Implications and Weaknesses
The participants responses show that for positive social interactions to subsist in rural communities, there should be infrastructure that allows interaction and activities for people to do in those spaces. The consultation process also showed that social offerings, openness and aesthetics can contribute to motivating people to work together for community disease prevention and control. The study also highlights the importance of person and environment fit in communicating research findings or improving research uptake and vice versa. However, while the study has important implications on the use of social practice creative placemaking to improve research uptake, the consultation was done with a very small sample, therefore the findings are not transferrable to the rest of the KwaZulu-Natal province. Notwithstanding this, the non-transferability of findings emphasises the importance of context specificity in effective community engagement.
Conclusion
In summary, efforts to increase individual and group participation in research uptake should start with consulting communities on how the process should flow and why.

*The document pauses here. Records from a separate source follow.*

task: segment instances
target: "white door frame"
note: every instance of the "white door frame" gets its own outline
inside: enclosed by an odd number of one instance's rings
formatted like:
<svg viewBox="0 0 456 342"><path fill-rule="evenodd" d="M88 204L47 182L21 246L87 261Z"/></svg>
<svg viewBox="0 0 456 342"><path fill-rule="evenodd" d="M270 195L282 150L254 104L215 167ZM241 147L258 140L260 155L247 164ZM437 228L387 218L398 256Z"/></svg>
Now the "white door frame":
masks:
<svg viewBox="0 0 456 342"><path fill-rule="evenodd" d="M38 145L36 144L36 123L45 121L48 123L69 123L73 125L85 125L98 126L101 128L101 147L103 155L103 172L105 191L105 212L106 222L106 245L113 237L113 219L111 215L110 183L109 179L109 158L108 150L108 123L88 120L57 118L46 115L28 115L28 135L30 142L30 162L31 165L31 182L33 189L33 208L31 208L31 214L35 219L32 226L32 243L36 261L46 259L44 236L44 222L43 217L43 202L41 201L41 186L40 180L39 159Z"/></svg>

Consultation facilitates openness about the benefits and the community’s role in research which is a condition precedent to community wide efforts in local disease prevention and control. The rebalancing of powers between researchers and communities should not be misconstrued as a leeway to temper with societal power relations especially in rural communities where tribal hierarchies are observed. Instead existing power structures and social and physical infrastructure should be harnessed to mobilise and organise communities into collective action.
Footnotes
Acknowledgments
We would like to acknowledge, Ms Thulisa for her support in collecting data for this study. Special thanks also go to the study participants, school principals, community leaders and mothers and the pupils at the schools where we collected data. We would like to acknowledge the support we received from; The National Research Foundation Community Engagement grant The College of Health Sciences, University of Kwazulu-Natal The National Institute for Health Research (NIHR) Global Health Research programme (16/136/33) using UK aid from the UK Government.
Declaration of Conflicting Interests
The author(s) declared no potential conflicts of interest with respect to the research, authorship, and/or publication of this article.
Funding
The author(s) disclosed receipt of the following financial support for the research, authorship, and/or publication of this article: This study was funded by the National Research Foundation (NRF) This research was also funded by the National Institute for Health Research, using Official Development Assistance (ODA) funding 16/136/33. The views expressed in this publication are those of the authors and not necessarily those of the NHS, the National Institute for Health Research, the Department of Health or the National Research Foundation (NRF). The funders had no role in the conception, study design, data collection and analysis, decision to publish or preparation of the manuscript.